Em Estrela, no Vale do Taquari, o prefeito Elmar Schneider (MDB) também não conseguiu ser reeleito. Ele teve 27,32% dos votos e acabou sendo derrotado por Carine Schwingel (UNIÃO), que somou 35,87%. Segundo moradores, as ações de reconstrução da cidade deixaram a desejar. A cidade tem como um de seus alicerces a atividade agropecuária, que foi prejudicada pelas enchentes, fazendo com que muitas famílias perdessem o sustento.
Presidente do Sindicato dos Trabalhadores Rurais de Estrela, Rogério Heemann, afirma que os agricultores da cidade ainda sofrem com para recuperar suas terras para plantio. Segundo ele, a prefeitura não tem atendido à demanda por máquinas para limpeza dos terrenos.
“A prefeitura deu as costas para os agricultores, deixa muito a desejar na parte rural”, disse. “Tem muitas dunas de areia, o pessoal não consegue trabalhar, entrar com as máquinas, afunda. Tem muito resto de material de construção, que ficou nas estradas.”
O Estadão entrou em contato com o prefeito Elmar Schneider, mas não conseguiu falar até o momento.
Na mesma região, em Roca Sales o prefeito Amilton Fontana (MDB) não conseguiu eleger seu sucessor. O prefeito apoiou o candidato Bayard (MDB) que conquistou 34,93%, perdendo para Mazinho (PP), que obteve 52,43%.
Assim como Arroio do Meio e Estrela, Roca Sales teve parte da cidade devastada pelas chuvas, fazendo com que muitas famílias perdessem tudo pela segunda vez. Roca Sales registrou o segundo maior número de mortes nas enchentes de maio, com 14 óbitos, atrás apenas de Canoas (31).
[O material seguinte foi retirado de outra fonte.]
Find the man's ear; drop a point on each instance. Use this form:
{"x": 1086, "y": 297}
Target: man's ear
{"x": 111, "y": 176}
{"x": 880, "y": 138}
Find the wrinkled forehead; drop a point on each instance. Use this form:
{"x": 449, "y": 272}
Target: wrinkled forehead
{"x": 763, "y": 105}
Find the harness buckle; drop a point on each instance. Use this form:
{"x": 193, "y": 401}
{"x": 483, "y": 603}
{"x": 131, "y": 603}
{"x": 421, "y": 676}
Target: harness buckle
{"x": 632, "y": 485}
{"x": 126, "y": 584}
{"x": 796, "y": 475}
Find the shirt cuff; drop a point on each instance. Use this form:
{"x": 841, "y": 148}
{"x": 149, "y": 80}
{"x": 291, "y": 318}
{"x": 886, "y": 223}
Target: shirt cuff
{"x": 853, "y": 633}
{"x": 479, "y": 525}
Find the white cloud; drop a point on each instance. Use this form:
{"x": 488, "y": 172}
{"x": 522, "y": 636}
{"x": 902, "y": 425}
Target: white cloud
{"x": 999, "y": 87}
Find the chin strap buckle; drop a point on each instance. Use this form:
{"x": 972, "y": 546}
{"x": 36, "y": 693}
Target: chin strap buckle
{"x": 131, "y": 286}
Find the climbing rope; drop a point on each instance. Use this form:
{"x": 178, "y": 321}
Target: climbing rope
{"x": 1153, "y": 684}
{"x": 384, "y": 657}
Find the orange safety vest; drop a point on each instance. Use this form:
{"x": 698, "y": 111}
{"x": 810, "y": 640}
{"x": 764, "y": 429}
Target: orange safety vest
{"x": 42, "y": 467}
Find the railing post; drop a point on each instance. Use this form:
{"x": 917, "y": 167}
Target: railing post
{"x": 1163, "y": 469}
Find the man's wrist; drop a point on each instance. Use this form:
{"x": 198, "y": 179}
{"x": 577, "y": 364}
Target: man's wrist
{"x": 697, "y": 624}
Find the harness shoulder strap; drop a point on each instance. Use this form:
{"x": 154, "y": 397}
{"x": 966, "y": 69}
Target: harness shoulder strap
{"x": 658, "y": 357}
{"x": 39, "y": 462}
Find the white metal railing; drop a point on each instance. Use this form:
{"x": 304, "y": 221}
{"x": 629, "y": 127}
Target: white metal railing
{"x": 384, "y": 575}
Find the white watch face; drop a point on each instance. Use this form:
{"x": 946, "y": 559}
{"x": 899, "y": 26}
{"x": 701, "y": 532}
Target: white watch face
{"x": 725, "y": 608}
Antes da enchente de maio, a cidade já tinha sofrido com temporais em setembro do ano passado, quando outras 13 pessoas morreram.
“Acredito que tudo isso prejudicou muito, porque o tempo das pessoas não é o mesmo que o poder público tem. Todo mundo precisa para ontem e o município tem a questão burocrática, então a gente não consegue atender no tempo que as pessoas precisam”, afirma o prefeito Amilton Fontana, acrescentando que até o momento nenhuma casa foi entregue, apenas moradias provisórias.
Embora alguns municípios tenham barrado a reeleição de seus prefeitos ou a eleição de candidatos apoiados pelos atuais gestores, houve casos em que o atual mandatário teve ampla maioria de votos. Foi o que aconteceu em Muçum, também no Vale do Taquari, que também sofreu com três enchentes desde o ano passado. Na primeira, em setembro de 2023, foram 18 mortos.
O atual prefeito da cidade, Mateus Trojan (MDB) foi reeleito com 80,82% dos votos, deixando para trás o adversário Marcos Bastiani (PSDB), que obteve 19,18% da preferência. Ao Estadão, Mateus explicou que a agilidade em oferecer soluções à questão da moradia foi importante na resposta à crise no município.
“Adotamos a política do aluguel social, o que nos fez zerar os abrigos rapidamente, e estamos com três áreas para loteamentos habitacionais em obras, além de ter uma quarta área em negociação de desapropriação”, disse.
Ele afirma que a cidade já iniciou a construção das casas definitivas e que as primeiras 63 devem ser entregues a partir de janeiro. No total, serão 360 casas para atender às pessoas que vivem na mancha de inundação.
Cientista político e professor da Universidade Federal do Rio Grande do Sul (UFRGS), Paulo Peres levanta algumas hipóteses para explicar o comportamento do eleitorado diante da tragédia climática no Estado.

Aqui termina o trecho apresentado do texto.